We have to remember, finally, that life in over-populated Europe is based on the defensive principle; that a man is guilty until proved innocent; that unless his papers are in order, unless he can tell who he is, where he came from, and why he came from there, he cannot find employment, transact business, or establish social connections of any important kind. Some critics may not agree with Pirandello in his attitude toward the episode–that trick, for which he is sometimes accused, of laughing at his audiences–arousing interest in situations out of which nothing comes. The criticism of such devices, if criticism there be, is, however, that they show excess, rather than lack, of technique. How many producers, for example, have not suggested an “ending” to “Right You Are” (“Cosi e se vi pare”)–only an afterthought revealing that no ending is the most powerful ending of them all!
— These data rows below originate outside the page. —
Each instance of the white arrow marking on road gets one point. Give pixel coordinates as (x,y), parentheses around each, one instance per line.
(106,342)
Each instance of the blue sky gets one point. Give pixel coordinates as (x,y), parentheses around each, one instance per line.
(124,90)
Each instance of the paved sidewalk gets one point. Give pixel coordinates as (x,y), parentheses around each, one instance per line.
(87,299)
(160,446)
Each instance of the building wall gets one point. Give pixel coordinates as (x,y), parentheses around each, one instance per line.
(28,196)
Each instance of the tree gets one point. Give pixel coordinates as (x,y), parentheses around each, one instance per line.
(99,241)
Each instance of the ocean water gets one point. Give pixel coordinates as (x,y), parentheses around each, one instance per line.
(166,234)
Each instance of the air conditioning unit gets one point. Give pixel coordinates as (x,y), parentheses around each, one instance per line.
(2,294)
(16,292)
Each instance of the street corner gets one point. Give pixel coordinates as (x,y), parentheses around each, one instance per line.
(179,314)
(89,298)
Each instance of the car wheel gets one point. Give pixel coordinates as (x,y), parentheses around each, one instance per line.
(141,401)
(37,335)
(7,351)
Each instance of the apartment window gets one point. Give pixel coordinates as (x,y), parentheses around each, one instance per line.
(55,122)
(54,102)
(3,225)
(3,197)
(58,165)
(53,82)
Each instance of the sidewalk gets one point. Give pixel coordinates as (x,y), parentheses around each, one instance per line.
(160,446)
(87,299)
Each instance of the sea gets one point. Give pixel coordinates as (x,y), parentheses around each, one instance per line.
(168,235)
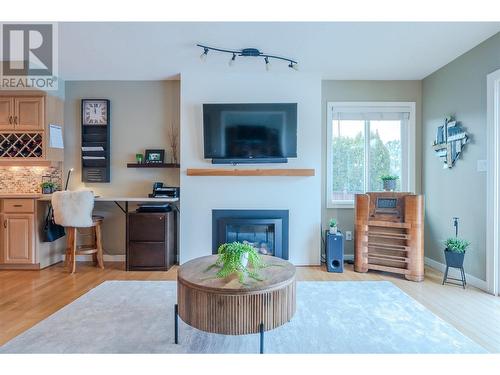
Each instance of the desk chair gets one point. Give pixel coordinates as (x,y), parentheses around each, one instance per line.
(73,210)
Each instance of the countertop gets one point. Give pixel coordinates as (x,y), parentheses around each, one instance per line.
(48,197)
(20,196)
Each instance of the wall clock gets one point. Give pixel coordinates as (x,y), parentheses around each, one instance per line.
(95,112)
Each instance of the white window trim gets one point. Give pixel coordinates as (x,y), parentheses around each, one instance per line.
(408,158)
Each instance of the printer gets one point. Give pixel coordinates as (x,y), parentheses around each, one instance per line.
(161,191)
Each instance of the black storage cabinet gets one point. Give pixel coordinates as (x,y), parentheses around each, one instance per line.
(150,241)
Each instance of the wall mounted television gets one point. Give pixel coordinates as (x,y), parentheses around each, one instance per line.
(250,133)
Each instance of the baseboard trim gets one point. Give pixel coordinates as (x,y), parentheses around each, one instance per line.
(453,272)
(107,258)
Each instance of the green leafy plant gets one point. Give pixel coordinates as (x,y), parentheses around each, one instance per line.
(47,185)
(230,257)
(389,177)
(456,245)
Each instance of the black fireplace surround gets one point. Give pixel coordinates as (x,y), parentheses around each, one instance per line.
(265,230)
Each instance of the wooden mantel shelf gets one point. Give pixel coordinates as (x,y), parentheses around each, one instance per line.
(250,172)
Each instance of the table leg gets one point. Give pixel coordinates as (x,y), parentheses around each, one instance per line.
(261,327)
(176,323)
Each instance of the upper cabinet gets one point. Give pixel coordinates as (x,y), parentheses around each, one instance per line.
(29,113)
(6,113)
(21,113)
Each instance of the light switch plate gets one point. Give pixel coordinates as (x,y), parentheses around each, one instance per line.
(482,165)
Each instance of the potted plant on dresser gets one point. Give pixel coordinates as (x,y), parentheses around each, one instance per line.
(389,182)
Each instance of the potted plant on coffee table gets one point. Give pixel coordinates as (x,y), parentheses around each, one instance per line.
(333,226)
(454,251)
(389,182)
(240,259)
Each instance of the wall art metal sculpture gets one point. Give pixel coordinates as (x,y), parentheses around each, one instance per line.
(449,142)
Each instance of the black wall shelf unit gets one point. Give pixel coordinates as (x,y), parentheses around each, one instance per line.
(96,147)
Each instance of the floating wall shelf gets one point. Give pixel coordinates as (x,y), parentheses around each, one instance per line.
(250,172)
(153,165)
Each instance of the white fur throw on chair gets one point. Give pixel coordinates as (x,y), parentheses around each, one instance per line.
(73,208)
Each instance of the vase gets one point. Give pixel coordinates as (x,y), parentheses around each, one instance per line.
(389,185)
(244,260)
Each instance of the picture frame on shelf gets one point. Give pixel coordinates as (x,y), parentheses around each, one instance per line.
(154,156)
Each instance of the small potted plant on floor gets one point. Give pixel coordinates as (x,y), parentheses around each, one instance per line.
(454,251)
(239,259)
(48,187)
(389,182)
(333,226)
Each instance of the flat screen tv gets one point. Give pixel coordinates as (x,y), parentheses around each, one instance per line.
(250,133)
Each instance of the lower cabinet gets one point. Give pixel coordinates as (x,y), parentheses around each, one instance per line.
(18,234)
(150,241)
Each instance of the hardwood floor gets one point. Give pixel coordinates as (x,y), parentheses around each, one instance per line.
(27,297)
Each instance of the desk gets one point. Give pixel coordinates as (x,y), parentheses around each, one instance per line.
(123,203)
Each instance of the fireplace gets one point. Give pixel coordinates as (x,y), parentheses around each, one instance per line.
(265,230)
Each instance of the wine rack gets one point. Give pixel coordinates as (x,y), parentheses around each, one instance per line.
(21,145)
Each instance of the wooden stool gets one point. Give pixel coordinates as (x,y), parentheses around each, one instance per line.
(95,249)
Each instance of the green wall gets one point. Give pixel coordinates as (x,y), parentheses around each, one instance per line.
(458,88)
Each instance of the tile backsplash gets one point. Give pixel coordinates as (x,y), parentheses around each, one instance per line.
(27,180)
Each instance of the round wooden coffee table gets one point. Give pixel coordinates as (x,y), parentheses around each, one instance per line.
(228,307)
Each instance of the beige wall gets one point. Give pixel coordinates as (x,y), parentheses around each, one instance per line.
(407,91)
(141,114)
(458,88)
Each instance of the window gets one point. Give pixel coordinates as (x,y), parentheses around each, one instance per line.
(364,142)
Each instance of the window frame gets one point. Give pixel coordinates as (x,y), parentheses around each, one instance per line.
(408,146)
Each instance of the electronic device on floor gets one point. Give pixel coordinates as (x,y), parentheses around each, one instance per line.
(334,252)
(161,191)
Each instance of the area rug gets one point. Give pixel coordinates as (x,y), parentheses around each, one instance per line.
(331,317)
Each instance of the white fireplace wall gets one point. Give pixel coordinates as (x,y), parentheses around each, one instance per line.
(300,195)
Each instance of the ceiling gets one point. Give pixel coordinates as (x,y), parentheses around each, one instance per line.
(336,50)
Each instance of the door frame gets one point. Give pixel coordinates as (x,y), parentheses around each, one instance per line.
(493,183)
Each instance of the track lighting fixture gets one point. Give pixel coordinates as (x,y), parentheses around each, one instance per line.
(203,56)
(247,52)
(233,60)
(268,65)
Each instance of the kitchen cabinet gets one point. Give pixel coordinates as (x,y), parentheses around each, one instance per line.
(29,113)
(22,113)
(6,111)
(18,238)
(24,127)
(22,245)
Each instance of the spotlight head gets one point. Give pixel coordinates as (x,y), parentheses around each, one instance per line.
(233,60)
(203,56)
The reserve and simplicity of Pirandello’s language–a language “de-regionalized” and slightly colored with a flat and unpretentious classicism–are of no great consolation to a translator. Pirandello ought to be clever when he isn’t; and the fact that he isn’t gives a tartness, a sharpness, a chuckle to the mood of his sentence before which, I confess, I throw up my hands. This man, Pascal, is always smiling at himself, however benevolently he smiles at other people. Adriano Meis, perhaps, is more plain and matter of fact. I note the detail simply to point out that there is a slight differentiation in manner in the two parts of the book–the career of Adriano Meis being enclosed, as it were, by the jest of Mattia Pascal and the outcome of that jest.
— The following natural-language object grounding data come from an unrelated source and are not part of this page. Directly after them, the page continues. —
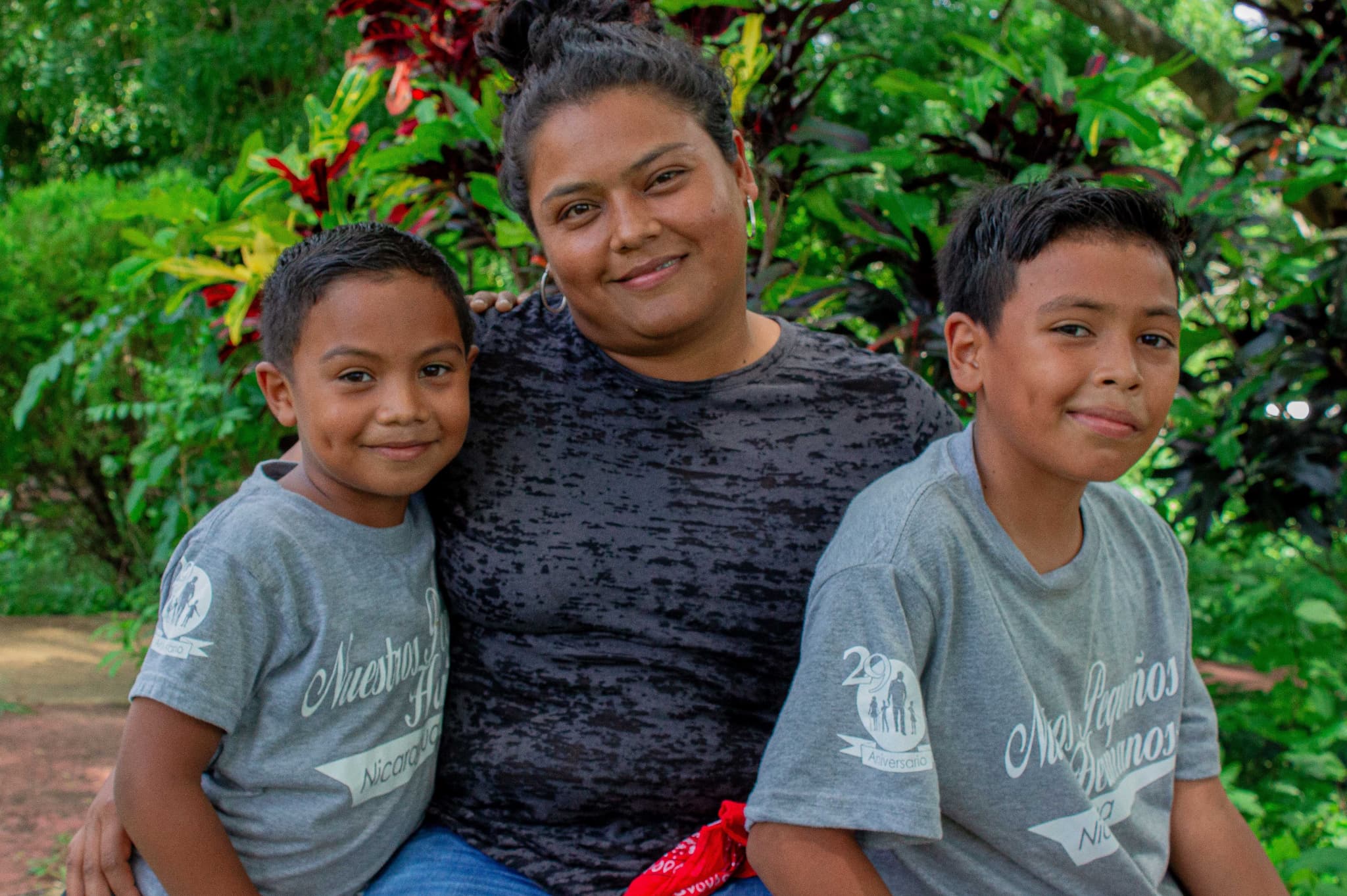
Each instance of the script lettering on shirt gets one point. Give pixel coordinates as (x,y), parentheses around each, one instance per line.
(348,680)
(1071,739)
(388,766)
(1109,770)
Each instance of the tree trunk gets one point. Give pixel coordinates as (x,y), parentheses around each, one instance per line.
(1135,33)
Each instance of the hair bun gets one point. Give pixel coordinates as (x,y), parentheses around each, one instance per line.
(532,34)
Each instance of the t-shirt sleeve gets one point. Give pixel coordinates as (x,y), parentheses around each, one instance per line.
(214,637)
(1199,751)
(850,748)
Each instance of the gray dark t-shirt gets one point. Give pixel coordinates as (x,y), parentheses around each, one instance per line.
(992,730)
(318,646)
(625,563)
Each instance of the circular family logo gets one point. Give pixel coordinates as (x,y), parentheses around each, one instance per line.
(888,699)
(189,601)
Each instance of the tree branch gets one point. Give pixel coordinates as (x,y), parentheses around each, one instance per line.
(1135,33)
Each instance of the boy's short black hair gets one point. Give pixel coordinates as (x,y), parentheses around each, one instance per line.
(305,271)
(1006,226)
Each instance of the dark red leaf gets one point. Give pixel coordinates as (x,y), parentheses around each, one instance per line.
(218,294)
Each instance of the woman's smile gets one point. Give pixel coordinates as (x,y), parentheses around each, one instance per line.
(651,210)
(651,273)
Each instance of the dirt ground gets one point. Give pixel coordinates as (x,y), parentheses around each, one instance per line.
(60,724)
I have suppressed a few paragraphs–details of Mattia Pascal’s education in poetry; characterizations, at Monte Carlo, of people not otherwise figuring in the story; the analysis of the style of Lodoletta’s obituary. I have adapted one or two scenes where a pun compelled a detour; I have given, for special reasons, a new ending to the episode of the wedding ring. Otherwise the rendering should be fairly exact, though not by any means literal. I have taken over with some liberty the unsyntactical “free” sentence–so characteristically Italian, since the syntax is supplied by the “acting”–by gesture and facial expression. This free sentence is, however, a native property of our own language, though I don’t know how many generations of grammarians have tried to rob us of it.